Appunti di Parashà a cura di Lidia Calò
Nella sua introduzione al poema di Ha’azinu, Moshe proclama: “Ya’arof ka-matar likchi” – “Possa il mio insegnamento riversarsi come pioggia” (32:2).
Il semplice significato di questa analogia è che Moshe spera che le sue parole pronunciate in questa poesia saranno efficaci nel produrre il risultato desiderato. Proprio come la pioggia viene assorbita dal terreno e quindi produce vegetazione, Moshe invita le persone ad assicurarsi di assorbire i suoi insegnamenti nella loro mente e nel loro cuore, così avrà il risultato desiderato di portarle a rimanere salde nel loro impegno verso Dio.
Rav Shmuel Borenstein di Sochatchov, in Sheim Mi-Shmuel, offre un’ulteriore visione di questo confronto tra Torah e pioggia.

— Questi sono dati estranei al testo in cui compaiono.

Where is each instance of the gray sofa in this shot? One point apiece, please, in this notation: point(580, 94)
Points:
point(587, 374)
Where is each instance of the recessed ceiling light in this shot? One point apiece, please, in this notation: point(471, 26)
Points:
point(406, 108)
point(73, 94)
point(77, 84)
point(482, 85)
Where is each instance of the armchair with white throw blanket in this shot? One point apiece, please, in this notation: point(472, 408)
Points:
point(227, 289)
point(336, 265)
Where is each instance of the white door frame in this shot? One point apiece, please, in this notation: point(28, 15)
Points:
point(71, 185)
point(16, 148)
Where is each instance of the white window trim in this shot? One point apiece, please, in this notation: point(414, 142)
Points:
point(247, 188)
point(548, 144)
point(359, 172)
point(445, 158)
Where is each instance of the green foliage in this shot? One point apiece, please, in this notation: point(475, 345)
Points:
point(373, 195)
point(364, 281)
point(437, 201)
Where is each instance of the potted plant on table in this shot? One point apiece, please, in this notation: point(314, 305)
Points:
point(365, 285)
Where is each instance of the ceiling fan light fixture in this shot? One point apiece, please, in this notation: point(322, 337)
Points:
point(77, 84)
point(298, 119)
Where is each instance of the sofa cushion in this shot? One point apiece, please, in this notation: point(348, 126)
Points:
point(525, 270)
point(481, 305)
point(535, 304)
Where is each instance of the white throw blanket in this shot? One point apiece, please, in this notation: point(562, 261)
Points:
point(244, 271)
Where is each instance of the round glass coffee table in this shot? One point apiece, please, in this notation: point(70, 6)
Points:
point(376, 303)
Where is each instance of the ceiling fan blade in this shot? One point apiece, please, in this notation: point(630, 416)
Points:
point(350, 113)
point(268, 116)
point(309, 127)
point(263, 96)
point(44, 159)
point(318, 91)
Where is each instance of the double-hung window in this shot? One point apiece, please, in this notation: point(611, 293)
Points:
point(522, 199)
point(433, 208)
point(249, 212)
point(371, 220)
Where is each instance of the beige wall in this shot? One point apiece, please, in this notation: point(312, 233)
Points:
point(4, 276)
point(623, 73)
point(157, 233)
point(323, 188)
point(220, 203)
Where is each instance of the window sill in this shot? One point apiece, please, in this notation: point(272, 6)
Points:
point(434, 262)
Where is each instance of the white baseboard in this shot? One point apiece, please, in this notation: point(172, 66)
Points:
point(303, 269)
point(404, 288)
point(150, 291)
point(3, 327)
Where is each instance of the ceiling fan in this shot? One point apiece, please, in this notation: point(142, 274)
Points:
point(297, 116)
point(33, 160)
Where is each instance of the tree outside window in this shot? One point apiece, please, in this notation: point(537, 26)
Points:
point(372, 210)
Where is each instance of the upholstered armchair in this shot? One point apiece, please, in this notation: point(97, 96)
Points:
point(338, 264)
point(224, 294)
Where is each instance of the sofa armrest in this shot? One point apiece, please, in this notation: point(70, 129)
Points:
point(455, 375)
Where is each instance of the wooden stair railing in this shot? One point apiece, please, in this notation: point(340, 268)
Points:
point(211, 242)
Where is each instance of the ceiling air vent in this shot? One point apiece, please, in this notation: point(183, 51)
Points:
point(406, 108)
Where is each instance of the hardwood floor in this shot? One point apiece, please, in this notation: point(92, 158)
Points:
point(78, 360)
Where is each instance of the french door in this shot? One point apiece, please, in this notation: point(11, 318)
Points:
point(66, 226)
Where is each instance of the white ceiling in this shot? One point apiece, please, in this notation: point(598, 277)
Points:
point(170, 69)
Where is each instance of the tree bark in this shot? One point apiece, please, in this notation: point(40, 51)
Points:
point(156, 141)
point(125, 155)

La Torah nella Parashat Bereshit (2:5) dice che quando Dio creò la terra per la prima volta, non esisteva vegetazione, “perché il Signore Dio non aveva portato la pioggia sulla terra e non c’era nessuno che lavorasse la terra”. Rashi, basandosi sulla Ghemarà (Chulin 60b), ha spiegato che questo significa che Dio non ha portato la pioggia perché non c’erano ancora esseri umani che lavoravano la terra che capissero la terribile necessità della pioggia e quindi pregassero per essa. Dio ha portato la pioggia solo una volta che giunsero gli esseri umani sulla terra che pregavano per la pioggia. Ha creato il mondo in modo tale che le persone avessero bisogno di fare affidamento sulla Sua grazia e assistenza per il loro sostentamento, e quindi rivolgersi a Lui in preghiera. Ed è in questo senso, suggerisce lo Sheim Mi-Shmuel, che Moshe paragona qui l’insegnamento della Torah alla pioggia.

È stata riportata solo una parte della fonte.